# Relocation Service in Mexico City



## kabb (Jul 4, 2014)

Has anyone used a relocation service in Mexico City that they would recommend? My husband's company is considering opening an office there and we would be moving with our two children. We need help with location orientation, housing, schools, etc. and because his company does not currently have an office there, they do not have anyone from HR who is familiar with Mexico. 

I've received some helpful tips on the other posts I've made regarding schools, but I think we need to just come down there and have someone familiar with the city show us around and answer our questions.

Thanks in advance.


----------



## Longford (May 25, 2012)

I'm going to assume that your husband's company has already identified legal and/or accounting assistance in Mexico City; probably acouple of "firms" which will handle the appropriate matters ... including immigration for your husband and the family.
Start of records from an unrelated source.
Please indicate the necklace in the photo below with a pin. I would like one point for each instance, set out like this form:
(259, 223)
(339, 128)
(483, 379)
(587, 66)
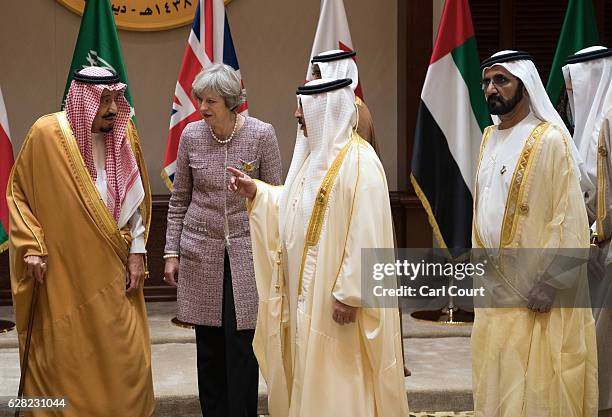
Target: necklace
(230, 137)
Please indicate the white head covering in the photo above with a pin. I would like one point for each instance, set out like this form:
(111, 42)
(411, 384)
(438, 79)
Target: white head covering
(337, 69)
(539, 103)
(329, 118)
(589, 90)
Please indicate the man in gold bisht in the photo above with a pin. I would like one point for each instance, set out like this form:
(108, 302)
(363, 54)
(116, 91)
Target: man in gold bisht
(323, 354)
(337, 64)
(80, 208)
(588, 78)
(529, 360)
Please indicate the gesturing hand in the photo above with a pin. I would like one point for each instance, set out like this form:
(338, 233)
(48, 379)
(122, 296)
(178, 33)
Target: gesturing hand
(36, 267)
(171, 271)
(242, 184)
(135, 271)
(343, 314)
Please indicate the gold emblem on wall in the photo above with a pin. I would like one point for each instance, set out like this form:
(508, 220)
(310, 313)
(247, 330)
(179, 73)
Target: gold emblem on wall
(145, 15)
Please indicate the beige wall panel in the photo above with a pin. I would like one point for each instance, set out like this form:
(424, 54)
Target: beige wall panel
(273, 39)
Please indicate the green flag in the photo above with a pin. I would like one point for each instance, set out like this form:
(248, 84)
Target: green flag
(98, 44)
(579, 31)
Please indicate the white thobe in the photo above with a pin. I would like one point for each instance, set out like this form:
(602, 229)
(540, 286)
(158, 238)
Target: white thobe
(137, 228)
(499, 159)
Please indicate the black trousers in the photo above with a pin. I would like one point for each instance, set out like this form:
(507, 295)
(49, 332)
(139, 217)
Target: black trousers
(228, 375)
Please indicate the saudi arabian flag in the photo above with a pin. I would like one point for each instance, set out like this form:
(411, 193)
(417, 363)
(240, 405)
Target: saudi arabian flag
(451, 118)
(578, 32)
(98, 45)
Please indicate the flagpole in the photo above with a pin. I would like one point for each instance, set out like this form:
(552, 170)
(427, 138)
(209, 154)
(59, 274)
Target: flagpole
(6, 326)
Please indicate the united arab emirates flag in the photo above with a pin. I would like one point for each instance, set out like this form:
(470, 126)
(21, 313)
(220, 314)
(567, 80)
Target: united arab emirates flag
(578, 32)
(98, 45)
(451, 118)
(6, 163)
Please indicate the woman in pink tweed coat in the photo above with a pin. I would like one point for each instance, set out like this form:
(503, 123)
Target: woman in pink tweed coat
(208, 245)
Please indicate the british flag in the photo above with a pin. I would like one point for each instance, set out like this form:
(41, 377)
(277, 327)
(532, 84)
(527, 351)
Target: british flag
(210, 42)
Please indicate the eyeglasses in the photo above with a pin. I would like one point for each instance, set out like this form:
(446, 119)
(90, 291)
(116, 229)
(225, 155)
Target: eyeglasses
(498, 80)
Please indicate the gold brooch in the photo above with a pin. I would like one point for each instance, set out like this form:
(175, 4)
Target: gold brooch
(248, 166)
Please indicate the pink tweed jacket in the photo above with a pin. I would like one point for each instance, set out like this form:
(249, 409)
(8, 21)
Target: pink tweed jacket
(203, 211)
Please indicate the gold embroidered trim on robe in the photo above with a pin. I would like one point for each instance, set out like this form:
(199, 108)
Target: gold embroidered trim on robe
(517, 186)
(602, 155)
(98, 209)
(315, 223)
(145, 210)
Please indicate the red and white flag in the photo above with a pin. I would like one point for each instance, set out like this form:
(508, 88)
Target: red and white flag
(332, 33)
(6, 163)
(210, 42)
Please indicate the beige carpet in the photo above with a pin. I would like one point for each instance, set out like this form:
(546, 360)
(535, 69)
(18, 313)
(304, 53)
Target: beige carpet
(437, 355)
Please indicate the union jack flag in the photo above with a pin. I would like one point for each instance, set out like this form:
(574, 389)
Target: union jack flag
(210, 42)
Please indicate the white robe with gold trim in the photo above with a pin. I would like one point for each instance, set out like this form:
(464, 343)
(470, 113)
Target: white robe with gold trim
(314, 366)
(528, 364)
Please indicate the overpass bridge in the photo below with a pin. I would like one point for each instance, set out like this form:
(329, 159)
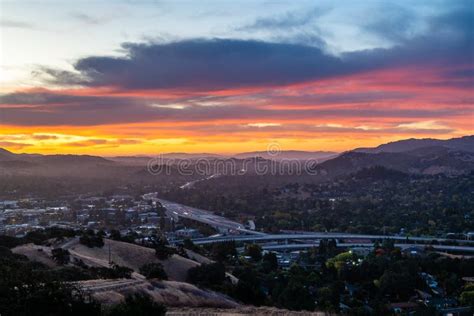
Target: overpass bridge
(298, 237)
(293, 247)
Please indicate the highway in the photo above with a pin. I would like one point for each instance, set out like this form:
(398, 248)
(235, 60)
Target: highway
(223, 224)
(290, 247)
(290, 241)
(319, 235)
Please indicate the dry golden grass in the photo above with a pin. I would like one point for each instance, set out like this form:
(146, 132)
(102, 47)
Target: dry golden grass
(133, 256)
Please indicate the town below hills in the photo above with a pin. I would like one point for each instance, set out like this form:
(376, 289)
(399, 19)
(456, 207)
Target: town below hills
(375, 231)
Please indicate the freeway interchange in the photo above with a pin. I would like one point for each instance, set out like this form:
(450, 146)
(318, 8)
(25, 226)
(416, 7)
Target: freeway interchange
(234, 231)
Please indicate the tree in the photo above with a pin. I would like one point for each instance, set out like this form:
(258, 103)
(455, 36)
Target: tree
(138, 304)
(254, 251)
(163, 252)
(153, 271)
(270, 262)
(115, 235)
(223, 251)
(207, 275)
(91, 240)
(296, 297)
(61, 256)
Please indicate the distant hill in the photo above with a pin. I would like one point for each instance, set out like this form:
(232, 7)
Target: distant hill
(6, 155)
(289, 154)
(465, 143)
(450, 157)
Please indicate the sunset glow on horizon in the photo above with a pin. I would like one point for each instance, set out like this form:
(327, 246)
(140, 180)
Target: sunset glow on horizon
(173, 77)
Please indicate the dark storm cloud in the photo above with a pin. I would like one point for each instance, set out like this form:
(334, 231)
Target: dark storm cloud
(211, 64)
(286, 20)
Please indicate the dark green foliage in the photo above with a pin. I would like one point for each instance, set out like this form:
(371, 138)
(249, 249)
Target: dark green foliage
(153, 271)
(296, 297)
(207, 275)
(61, 256)
(249, 289)
(138, 305)
(29, 288)
(163, 252)
(254, 251)
(269, 262)
(91, 240)
(223, 251)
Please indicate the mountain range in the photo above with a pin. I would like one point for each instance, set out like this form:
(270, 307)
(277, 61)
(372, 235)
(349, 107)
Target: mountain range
(419, 156)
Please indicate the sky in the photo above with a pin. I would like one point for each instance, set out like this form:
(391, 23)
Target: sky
(148, 77)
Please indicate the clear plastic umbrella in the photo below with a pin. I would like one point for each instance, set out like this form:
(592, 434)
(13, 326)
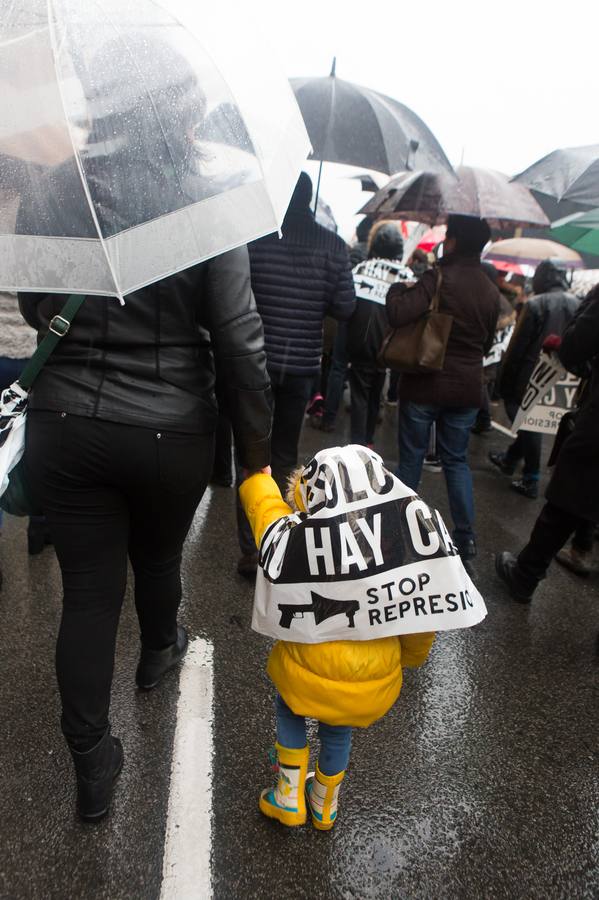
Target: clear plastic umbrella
(136, 139)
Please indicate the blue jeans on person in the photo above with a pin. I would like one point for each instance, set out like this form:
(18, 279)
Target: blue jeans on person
(335, 740)
(453, 433)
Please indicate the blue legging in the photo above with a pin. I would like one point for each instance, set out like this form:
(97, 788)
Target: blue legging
(335, 740)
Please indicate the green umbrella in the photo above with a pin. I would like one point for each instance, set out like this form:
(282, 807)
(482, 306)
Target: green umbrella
(579, 231)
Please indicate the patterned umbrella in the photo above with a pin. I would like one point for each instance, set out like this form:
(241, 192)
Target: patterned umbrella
(568, 174)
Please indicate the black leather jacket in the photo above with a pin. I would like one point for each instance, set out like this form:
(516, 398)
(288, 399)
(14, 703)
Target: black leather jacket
(153, 362)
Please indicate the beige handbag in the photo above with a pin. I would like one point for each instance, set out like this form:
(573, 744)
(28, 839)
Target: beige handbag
(419, 346)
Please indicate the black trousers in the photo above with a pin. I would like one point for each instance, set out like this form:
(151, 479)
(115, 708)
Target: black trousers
(527, 446)
(366, 385)
(110, 492)
(290, 398)
(549, 534)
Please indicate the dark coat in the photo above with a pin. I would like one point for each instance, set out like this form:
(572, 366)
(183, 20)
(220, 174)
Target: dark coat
(548, 313)
(470, 297)
(369, 324)
(298, 280)
(152, 362)
(574, 485)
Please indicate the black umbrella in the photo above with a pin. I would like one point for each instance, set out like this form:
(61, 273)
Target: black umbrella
(568, 174)
(357, 126)
(431, 198)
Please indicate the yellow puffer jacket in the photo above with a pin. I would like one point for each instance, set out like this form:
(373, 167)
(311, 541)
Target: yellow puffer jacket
(337, 682)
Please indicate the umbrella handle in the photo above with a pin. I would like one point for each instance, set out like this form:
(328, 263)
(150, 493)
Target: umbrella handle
(317, 188)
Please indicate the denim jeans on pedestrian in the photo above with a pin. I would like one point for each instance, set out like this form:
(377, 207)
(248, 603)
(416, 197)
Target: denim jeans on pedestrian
(335, 740)
(453, 433)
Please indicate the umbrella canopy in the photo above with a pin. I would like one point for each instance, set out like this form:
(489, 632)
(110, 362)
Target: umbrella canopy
(431, 198)
(568, 174)
(368, 182)
(357, 126)
(532, 251)
(136, 139)
(579, 231)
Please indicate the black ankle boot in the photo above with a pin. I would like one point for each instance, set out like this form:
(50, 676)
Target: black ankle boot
(153, 664)
(97, 770)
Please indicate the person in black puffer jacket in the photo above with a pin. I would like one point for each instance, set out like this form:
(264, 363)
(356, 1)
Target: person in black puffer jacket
(573, 492)
(549, 312)
(369, 325)
(297, 279)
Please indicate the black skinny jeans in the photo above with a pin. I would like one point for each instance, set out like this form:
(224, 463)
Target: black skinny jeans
(549, 534)
(366, 386)
(109, 492)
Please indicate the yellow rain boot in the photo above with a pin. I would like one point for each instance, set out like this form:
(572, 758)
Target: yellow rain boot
(322, 792)
(286, 802)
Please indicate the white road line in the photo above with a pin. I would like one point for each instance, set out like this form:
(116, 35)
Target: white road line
(186, 873)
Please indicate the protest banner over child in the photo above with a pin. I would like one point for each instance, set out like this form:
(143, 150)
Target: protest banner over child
(369, 559)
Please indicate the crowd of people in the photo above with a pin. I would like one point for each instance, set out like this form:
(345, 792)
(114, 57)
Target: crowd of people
(121, 437)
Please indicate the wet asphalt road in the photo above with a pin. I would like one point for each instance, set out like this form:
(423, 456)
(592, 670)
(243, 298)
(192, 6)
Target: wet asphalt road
(482, 782)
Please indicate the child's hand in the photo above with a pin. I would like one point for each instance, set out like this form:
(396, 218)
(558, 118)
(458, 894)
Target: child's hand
(245, 473)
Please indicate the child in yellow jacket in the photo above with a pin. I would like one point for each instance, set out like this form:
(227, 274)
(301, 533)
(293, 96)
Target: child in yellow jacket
(341, 683)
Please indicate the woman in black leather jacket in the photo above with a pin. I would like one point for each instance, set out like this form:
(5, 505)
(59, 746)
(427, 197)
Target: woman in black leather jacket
(121, 424)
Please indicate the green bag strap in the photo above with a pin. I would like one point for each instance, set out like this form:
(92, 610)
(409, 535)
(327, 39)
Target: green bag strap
(58, 327)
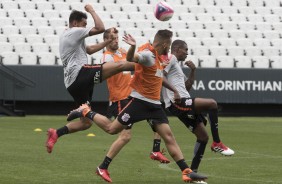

Having no prior HR or relocation experience in the city my suggestion is that your husband, or you, speak with these professionals to seek their advice based on prior experience they likely have had. Search the internet, also, for the website for the *Newcomers Club Mexico City*. The Club may be a good resource point for you for the local questions (schools, relocation, etc.) and I believe there is a forum which is part of the website where you can post questions. Rules of this particular forum do not permit providing a link to websites such as that one.


----------



## kabb (Jul 4, 2014)

Thank you.


----------



## AlanMexicali (Jun 1, 2011)

I have a good friend who did corporate relocation from Canada [retired now]. He said you hire a local relocation company, that in your case would be an American company that does relocations to Mexico City. Not the other way around. This is for moving your stuff [logistics] and taking care of Customs and local movers etc.

For getting settled in I would presume you would need a local contact that is knowlegable of the things you need and a visit there before relocating.


----------